The one who stood at his side without having to prove she deserved the place.
And Morgana, strong, loyal, relentless Morgan was left with nothing but the role she had always played.
The girl he never looked at.
When it was time for dinner that night, Morgana didn’t sit at the table.
She stood where the shadows gathered near the archway, just beyond the reach of the torchlight, nursing a goblet she hadn’t touched. From here, she could see everything, the long table, the laughter, the way Caspian leaned slightly toward Astrid as if the world narrowed when she was near.
It made something twist in Morgana’s chest.
Astrid laughed softly at something one of the children said, cheeks flushed, eyes bright. Caspian’s niece and nephew were perched beside her now, utterly charmed.
Of course they adore her, Morgana thought bitterly. Everyone does.
She watched Caspian closely. The way his attention never truly left Astrid. The way his hand brushed her chair when he moved past, a silent check in. He didn’t even realize he was doing it.
Morgana clenched her jaw.
She had stood beside him for years, through training injuries, border skirmishes, sleepless council nights. She had learned to read his moods before he spoke. Yet he had never looked at her like that.
Not once.
A ripple of quiet admiration moved through the hall.
“She suits him,” someone murmured.
“Yes. Perfect match.”
The words landed like blows.
Morgana drained her goblet in one swallow and set it aside untouched. The jealousy burned hot now, sharp and ugly, and she hated herself for how small it made her feel.
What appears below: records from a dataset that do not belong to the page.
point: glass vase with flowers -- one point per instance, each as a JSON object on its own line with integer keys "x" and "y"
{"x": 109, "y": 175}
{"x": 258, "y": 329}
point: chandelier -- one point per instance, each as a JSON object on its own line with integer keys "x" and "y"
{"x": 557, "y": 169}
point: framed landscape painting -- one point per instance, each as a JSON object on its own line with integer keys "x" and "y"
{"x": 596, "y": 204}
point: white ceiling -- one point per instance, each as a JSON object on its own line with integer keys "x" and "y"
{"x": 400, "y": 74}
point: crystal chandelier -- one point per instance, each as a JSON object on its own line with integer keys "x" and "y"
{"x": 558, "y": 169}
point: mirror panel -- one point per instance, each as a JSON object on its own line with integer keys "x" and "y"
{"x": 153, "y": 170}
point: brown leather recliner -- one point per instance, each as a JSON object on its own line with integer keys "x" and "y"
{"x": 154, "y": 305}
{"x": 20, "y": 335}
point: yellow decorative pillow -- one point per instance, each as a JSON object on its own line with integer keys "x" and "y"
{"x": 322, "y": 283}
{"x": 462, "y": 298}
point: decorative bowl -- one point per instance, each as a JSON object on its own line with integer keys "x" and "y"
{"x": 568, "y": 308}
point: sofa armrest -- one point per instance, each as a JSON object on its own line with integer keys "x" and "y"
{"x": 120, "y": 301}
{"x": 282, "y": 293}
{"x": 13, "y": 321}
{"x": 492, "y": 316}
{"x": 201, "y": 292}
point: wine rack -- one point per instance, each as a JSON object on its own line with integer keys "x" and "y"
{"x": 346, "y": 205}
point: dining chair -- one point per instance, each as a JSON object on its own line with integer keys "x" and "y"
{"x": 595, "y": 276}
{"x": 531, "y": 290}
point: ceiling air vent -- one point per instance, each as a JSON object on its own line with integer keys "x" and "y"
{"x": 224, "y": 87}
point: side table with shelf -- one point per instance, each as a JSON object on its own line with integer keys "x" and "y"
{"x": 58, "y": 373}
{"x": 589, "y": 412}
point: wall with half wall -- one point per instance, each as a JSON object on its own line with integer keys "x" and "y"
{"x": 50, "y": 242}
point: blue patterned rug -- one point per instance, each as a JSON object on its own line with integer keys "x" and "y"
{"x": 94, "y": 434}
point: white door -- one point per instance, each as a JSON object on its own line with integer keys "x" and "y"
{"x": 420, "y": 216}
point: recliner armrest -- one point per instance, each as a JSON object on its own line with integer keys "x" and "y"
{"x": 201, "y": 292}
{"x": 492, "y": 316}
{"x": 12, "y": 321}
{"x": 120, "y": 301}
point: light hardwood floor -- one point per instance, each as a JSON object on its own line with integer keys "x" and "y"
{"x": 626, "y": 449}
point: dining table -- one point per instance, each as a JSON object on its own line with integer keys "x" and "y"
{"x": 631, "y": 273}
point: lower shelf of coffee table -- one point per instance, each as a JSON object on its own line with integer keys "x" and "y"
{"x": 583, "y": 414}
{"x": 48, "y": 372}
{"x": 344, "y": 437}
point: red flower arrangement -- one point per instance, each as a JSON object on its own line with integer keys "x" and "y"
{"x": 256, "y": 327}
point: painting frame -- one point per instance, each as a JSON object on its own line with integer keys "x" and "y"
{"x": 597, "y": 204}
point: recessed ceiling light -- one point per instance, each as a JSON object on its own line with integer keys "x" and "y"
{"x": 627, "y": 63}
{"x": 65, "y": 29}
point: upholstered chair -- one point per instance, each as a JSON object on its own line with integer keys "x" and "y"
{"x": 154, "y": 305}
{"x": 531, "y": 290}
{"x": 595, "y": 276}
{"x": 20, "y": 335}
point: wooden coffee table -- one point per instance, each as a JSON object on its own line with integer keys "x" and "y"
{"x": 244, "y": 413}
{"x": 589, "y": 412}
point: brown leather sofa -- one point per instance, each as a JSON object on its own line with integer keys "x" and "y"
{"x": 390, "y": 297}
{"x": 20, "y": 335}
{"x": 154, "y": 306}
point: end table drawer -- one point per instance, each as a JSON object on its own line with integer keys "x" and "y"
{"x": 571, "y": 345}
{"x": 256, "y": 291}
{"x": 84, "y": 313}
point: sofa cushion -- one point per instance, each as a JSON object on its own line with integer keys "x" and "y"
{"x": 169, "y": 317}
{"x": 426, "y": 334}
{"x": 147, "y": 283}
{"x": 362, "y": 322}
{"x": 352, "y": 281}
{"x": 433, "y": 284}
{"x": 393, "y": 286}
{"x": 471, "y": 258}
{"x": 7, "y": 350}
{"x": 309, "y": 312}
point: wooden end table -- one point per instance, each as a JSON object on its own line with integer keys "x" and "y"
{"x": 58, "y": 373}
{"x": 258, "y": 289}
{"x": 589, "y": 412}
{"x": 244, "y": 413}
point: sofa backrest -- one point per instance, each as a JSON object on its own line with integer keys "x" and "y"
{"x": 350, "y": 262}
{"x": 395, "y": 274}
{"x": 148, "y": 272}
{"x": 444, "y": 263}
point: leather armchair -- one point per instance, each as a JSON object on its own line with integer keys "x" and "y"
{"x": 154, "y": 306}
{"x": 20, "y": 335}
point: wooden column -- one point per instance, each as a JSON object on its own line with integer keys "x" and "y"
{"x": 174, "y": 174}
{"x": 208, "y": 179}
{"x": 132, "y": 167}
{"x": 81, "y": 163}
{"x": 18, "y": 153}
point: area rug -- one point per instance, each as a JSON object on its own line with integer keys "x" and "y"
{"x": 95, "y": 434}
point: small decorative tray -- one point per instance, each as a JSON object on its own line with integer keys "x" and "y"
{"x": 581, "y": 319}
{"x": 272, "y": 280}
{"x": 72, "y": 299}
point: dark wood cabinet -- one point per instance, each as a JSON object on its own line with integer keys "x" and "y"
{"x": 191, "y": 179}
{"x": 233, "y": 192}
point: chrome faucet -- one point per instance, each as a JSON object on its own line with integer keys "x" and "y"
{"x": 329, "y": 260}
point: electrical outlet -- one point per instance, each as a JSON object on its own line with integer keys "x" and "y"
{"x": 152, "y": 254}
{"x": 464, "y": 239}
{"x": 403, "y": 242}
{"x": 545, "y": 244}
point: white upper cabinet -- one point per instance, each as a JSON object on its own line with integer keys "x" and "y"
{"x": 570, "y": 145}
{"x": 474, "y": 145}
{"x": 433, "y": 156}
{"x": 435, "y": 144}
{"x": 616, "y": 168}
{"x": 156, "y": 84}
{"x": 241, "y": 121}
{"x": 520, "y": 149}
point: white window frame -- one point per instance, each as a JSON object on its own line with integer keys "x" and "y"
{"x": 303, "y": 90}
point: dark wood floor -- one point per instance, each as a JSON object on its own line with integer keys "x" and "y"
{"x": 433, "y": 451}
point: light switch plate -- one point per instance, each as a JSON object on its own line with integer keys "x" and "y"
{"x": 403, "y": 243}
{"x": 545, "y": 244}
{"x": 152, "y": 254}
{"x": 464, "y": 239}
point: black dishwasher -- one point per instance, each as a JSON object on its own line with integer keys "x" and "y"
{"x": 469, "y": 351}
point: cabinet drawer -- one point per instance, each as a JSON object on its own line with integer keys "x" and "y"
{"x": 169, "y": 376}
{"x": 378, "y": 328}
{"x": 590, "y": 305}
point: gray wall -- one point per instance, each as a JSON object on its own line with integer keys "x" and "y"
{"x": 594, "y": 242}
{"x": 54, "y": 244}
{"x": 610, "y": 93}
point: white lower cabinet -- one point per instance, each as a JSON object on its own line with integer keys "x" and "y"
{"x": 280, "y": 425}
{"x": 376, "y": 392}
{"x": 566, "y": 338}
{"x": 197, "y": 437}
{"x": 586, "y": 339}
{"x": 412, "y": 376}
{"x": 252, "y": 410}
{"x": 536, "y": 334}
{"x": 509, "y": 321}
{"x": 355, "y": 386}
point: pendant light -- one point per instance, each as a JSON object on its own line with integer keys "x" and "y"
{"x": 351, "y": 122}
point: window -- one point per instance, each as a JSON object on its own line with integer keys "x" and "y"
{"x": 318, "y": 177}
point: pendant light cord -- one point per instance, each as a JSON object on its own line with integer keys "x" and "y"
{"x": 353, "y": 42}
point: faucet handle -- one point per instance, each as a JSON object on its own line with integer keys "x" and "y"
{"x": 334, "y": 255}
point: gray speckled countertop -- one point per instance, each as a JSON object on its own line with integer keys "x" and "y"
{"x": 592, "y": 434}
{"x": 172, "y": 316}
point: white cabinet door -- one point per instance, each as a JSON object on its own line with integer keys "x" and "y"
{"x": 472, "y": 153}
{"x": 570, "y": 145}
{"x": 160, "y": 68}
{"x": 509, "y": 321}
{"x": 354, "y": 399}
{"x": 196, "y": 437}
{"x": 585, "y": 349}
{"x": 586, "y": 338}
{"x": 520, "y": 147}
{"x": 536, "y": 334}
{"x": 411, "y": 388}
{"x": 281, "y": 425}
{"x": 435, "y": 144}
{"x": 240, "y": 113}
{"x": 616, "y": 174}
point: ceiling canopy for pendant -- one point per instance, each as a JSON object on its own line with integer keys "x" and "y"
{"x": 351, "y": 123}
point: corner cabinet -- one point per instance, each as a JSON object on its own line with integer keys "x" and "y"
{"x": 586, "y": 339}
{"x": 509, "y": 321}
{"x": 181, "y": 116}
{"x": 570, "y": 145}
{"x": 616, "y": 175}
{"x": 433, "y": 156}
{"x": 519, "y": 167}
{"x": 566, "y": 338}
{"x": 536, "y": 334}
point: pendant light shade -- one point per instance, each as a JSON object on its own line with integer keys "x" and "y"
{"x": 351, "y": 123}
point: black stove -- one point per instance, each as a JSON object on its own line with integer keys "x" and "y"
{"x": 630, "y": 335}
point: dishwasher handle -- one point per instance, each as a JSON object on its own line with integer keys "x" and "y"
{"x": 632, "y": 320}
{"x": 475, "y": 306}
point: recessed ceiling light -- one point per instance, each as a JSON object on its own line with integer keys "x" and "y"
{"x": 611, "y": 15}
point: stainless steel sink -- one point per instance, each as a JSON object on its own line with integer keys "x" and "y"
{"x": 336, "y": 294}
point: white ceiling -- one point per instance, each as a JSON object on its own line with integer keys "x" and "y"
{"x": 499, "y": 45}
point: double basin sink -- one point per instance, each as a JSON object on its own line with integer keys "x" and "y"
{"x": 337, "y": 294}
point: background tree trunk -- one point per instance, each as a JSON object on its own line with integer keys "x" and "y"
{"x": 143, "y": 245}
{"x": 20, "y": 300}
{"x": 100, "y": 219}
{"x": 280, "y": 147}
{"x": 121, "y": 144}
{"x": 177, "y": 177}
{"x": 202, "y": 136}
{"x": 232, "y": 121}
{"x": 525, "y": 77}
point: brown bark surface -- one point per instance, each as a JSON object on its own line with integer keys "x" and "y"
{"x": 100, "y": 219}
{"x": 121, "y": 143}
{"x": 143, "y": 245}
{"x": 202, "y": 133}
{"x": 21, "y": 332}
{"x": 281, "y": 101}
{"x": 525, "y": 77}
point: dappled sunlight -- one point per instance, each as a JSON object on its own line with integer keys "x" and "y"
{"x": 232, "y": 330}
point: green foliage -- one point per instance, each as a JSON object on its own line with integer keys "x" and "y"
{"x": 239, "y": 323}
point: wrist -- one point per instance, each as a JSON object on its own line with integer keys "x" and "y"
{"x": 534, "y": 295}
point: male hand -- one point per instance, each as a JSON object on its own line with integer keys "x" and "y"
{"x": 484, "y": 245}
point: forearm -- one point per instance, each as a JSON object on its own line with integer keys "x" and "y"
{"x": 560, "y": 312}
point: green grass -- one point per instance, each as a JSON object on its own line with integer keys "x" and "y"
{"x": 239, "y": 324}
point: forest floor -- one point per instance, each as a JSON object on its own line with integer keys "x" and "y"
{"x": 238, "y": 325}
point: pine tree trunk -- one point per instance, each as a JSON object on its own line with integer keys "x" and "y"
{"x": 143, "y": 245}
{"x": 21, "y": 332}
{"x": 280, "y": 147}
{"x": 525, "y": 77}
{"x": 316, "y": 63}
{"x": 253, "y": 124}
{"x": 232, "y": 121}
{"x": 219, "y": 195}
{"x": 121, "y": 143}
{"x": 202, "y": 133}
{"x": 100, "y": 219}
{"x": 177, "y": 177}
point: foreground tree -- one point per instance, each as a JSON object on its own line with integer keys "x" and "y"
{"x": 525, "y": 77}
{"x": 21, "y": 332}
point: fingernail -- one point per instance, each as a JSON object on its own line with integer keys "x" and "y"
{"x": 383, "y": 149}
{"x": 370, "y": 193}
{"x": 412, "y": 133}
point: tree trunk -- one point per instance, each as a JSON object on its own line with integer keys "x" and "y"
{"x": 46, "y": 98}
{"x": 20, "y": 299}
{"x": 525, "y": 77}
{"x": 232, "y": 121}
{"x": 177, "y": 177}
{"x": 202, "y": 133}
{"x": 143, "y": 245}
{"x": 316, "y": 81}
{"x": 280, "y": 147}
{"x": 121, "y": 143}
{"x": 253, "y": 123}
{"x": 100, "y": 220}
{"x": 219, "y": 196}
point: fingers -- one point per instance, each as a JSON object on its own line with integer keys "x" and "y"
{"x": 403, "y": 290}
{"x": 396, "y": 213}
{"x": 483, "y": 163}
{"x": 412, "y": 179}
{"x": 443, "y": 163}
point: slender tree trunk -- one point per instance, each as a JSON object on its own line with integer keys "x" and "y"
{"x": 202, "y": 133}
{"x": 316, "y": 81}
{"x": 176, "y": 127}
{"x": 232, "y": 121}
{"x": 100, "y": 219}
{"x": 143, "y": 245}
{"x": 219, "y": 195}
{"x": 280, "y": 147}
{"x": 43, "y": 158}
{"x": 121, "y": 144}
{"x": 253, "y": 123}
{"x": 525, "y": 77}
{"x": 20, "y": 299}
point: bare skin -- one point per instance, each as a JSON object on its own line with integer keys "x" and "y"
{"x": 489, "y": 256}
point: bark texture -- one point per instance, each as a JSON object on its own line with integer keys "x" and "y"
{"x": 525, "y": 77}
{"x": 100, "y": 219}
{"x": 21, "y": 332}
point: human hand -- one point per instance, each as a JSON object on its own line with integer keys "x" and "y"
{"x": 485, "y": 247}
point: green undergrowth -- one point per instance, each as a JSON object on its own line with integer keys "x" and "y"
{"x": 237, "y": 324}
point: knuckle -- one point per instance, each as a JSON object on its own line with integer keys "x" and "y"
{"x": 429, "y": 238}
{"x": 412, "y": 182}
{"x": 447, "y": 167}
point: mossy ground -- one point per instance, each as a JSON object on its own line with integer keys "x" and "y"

She had believed, She truly believed that strength mattered most. That loyalty would be enough. She was one of the strongest Lycans in the palace. She could nearly match Caspian stride for stride in battle. She had imagined standing at his side, not behind him.
Instead, she stood in the shadows while Astrid sat in the light.
Her gaze flicked to Astrid again, noting every detail she had dismissed before. The softness. The way she listened more than she spoke. The faint shimmer beneath her skin when she smiled.
She doesn’t belong here, Morgan told herself. She’s not one of us.
And yet… the pack was already adjusting. Already accepting. Wolves didn’t lie about bonds. They felt truth in their bones.
That truth made Morgan’s stomach churn.
A sudden burst of laughter drew her attention back to the table. Astrid was blushing now, the children clearly pleased with themselves. Caspian watched her like she was something fragile and fierce all at once.
Something snapped.
Not loudly. Not dramatically.
Just enough.
Morgana turned away before anyone could notice the fury on her face. She moved deeper into the palace corridors, the warmth of the hall fading behind her.
This isn’t over, she thought.
She had lost the future she’d imagined but she wasn’t ready to accept it quietly. Not when Astrid had walked in and taken everything without even knowing it.
As Morgana disappeared into the shadows, the laughter from the hall echoed faintly behind her unaware, unguarded.
And that, Morgana decided, would have to change.